Educational competencies for telehealth physical therapy: Results of a modified Delphi process.

Autor: Davenport TE; Department of Physical Therapy, University of the Pacific, Stockton, CA, USA., Lee AC; Mount Saint Mary's University, Los Angeles, CA, USA., Raja B; Department of Physical Therapy, University of the Pacific, Stockton, CA, USA., Stark ML; Kaiser Permanente, Oakland, CA, USA., Reed C; Agile Physical Therapy, Palo Alto, CA, USA., Magnusson DM; Physical Therapy Program, University of Colorado - Anschutz Medical Campus, Aurora, CO, USA.
Jazyk: angličtina
Zdroj: Work (Reading, Mass.) [Work] 2024; Vol. 79 (3), pp. 1531-1549.
DOI: 10.3233/WOR-230618
Abstrakt: Background: Telehealth is becoming more prevalent in physical therapy, involving a whole host of clinical services. These services are often provided without structured training in telehealth, and no formal curricula currently exist for this purpose.

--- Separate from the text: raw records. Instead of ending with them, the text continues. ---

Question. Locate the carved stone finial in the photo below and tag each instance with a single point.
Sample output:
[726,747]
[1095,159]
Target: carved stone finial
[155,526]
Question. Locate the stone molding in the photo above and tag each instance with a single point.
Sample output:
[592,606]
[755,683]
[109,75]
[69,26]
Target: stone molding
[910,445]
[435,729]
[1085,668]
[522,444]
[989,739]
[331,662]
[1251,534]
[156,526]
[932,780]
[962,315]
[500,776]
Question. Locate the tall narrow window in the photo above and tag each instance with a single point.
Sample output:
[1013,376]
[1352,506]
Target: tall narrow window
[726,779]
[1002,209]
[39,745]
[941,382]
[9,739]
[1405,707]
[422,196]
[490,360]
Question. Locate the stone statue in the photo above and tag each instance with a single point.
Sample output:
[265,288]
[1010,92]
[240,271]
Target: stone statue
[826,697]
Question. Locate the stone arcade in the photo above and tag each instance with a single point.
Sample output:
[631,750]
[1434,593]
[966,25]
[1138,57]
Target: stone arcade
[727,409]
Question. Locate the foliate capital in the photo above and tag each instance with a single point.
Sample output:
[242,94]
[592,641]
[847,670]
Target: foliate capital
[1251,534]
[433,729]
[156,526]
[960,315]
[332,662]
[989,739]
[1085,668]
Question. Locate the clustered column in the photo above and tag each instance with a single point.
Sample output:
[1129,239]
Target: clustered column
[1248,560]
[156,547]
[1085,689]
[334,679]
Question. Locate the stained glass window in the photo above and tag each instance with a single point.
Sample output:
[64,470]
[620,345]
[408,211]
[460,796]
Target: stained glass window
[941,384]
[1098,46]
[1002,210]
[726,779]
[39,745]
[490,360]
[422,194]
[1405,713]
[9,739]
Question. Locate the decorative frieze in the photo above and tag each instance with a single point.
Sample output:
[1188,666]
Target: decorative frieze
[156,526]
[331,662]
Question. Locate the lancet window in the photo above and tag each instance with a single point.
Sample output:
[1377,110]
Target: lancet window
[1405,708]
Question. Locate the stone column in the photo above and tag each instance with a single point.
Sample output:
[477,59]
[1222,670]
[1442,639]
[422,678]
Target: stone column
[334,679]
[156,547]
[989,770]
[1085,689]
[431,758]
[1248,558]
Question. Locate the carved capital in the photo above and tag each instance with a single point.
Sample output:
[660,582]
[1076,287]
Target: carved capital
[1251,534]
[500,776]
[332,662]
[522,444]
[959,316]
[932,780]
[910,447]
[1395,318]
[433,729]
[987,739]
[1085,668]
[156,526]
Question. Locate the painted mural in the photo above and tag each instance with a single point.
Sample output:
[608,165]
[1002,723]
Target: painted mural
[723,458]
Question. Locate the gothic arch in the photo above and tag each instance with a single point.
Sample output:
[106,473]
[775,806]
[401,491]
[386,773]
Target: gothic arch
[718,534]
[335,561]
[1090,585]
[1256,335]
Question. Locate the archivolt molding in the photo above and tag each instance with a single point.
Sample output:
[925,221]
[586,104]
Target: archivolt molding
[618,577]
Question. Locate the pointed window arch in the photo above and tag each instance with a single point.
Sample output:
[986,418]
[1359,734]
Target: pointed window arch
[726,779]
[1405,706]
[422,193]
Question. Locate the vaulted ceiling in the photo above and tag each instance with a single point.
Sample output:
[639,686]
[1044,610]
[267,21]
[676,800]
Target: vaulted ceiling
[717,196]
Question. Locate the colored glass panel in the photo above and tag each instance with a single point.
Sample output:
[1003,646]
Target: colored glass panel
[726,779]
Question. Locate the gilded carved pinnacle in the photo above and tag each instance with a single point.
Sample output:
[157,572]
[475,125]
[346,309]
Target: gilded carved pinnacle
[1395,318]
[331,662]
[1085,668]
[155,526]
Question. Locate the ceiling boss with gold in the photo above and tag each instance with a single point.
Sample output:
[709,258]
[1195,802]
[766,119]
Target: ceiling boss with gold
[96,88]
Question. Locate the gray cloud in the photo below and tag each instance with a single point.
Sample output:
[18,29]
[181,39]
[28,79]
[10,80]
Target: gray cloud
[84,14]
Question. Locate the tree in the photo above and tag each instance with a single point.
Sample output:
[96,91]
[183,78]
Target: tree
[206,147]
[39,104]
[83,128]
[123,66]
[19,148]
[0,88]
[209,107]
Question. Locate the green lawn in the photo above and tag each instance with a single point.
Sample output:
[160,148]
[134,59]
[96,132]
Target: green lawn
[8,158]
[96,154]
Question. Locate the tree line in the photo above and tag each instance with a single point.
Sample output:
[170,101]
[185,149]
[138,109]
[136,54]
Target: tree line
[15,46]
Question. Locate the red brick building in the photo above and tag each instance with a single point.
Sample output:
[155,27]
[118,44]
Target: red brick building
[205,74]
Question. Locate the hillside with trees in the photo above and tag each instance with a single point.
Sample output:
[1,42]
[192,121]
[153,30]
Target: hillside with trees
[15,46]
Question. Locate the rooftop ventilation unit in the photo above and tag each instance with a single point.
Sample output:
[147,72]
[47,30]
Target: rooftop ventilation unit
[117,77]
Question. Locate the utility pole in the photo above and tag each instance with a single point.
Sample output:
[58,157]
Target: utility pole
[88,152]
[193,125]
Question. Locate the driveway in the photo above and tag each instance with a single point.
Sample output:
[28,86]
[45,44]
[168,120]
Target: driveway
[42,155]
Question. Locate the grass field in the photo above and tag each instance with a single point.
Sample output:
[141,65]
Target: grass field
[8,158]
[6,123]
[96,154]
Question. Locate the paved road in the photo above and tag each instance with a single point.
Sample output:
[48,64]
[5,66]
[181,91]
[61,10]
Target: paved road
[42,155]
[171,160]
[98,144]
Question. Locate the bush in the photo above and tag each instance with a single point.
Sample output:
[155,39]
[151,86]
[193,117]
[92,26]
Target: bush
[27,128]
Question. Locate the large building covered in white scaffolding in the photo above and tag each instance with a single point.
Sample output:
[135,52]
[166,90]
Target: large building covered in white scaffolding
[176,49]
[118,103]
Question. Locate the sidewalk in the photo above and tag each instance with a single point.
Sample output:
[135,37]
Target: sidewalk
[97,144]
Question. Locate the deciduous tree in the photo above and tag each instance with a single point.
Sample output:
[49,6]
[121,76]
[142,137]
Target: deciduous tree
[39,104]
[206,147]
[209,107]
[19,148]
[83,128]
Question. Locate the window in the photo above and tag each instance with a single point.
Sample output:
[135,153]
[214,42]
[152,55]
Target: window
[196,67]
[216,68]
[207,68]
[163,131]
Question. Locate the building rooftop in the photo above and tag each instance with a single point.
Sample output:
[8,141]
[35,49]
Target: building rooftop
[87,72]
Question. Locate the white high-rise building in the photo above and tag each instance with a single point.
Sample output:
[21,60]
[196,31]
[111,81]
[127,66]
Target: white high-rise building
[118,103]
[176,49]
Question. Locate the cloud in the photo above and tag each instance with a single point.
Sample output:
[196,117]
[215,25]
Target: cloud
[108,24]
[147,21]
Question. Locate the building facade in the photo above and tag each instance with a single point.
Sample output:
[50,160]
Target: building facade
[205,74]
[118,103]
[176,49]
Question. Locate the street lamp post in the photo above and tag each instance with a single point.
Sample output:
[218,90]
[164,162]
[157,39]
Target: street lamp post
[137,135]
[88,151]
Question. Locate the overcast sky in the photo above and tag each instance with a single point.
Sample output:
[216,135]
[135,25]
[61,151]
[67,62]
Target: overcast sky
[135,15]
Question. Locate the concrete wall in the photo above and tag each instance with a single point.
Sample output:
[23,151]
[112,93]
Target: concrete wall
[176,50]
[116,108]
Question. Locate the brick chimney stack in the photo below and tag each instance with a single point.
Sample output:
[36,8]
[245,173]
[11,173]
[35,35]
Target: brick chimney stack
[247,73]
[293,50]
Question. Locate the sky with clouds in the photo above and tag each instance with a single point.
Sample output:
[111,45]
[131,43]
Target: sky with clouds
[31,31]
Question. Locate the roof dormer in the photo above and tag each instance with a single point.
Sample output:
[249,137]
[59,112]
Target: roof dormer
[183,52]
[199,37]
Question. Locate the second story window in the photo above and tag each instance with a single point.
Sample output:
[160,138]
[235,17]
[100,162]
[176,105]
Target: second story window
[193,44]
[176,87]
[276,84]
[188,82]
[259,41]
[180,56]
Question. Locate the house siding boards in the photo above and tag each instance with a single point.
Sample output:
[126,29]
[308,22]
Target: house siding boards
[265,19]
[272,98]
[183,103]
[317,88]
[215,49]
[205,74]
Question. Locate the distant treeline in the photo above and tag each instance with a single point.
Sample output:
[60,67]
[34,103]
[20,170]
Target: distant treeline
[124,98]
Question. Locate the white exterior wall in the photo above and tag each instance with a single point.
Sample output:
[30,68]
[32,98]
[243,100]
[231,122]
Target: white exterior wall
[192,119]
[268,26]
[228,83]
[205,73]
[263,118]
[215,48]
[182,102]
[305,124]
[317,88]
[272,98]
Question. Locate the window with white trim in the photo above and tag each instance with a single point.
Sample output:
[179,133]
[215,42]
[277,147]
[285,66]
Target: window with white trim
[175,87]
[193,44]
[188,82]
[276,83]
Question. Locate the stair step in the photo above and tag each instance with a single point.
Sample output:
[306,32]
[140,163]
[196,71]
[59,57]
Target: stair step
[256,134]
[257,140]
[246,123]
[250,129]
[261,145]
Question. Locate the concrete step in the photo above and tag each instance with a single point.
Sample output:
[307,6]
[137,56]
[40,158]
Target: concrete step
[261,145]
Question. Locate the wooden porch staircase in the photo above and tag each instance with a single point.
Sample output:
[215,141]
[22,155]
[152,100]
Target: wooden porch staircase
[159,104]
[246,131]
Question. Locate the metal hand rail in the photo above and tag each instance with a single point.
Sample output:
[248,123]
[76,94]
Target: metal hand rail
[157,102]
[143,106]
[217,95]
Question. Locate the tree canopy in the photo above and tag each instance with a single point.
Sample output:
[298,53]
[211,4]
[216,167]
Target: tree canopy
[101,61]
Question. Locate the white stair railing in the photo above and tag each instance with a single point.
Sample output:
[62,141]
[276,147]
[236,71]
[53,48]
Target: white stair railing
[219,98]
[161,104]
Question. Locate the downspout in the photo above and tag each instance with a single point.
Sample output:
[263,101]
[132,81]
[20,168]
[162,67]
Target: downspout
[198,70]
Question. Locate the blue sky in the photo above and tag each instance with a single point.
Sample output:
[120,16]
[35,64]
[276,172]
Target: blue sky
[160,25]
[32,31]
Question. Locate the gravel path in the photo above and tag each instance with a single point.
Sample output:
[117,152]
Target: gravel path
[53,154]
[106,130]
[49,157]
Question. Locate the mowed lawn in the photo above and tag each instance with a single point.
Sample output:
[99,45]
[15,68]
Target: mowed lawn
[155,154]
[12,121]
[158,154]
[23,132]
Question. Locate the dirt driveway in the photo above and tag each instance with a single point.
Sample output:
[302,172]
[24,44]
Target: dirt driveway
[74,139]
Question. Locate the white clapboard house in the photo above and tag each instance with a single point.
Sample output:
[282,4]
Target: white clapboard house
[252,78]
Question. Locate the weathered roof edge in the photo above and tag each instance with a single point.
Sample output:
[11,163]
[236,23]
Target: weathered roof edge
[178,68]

Objective: To develop a set of educational competencies (ECs) to guide instruction of telehealth-related skills in entry-level programs (i.e., Doctor of Physical Therapy), existing programs (i.e., residencies and fellowships), and potential future post-graduate programs specific to telehealth physical therapy.
Methods: Physical therapists and physical therapist assistants from diverse geographic locations and practice areas were invited to participate on an expert panel. A modified Delphi process was then used to evaluate the acceptability of draft ECs gathered from the extant literature by a steering group. Draft ECs were presented to the expert panel on a questionnaire, which asked expert participants to rate each draft EC according to applicability and clarity. Draft ECs were accepted if they met a priori established criteria for acceptability and clarity. Unendorsed ECs were revised by the steering group according to open-ended comments from respondents and presented during a subsequent round. Three rounds of surveys were undertaken.
Results: Thirty-eight participants formed the expert panel; 38 participants completed the Round 1 survey, 28 participants completed the Round 2 survey, and 24 participants completed the Round 3 survey. Delphi group members approved 48 ECs in the first round, 23 ECs in the second round, and 2 ECs in the third round. There were 4 ECs that remained unendorsed after the modified Delphi process. Endorsed ECs spanned 7 conceptual areas. Distinct sets of ECs characterized expected end points of first professional degree, existing residency and fellowship, and potential future telehealth physical therapy post-graduate program.
Conclusions: Consensus-based ECs identified in this study may guide instruction in knowledge and skills relevant to physical therapy telehealth.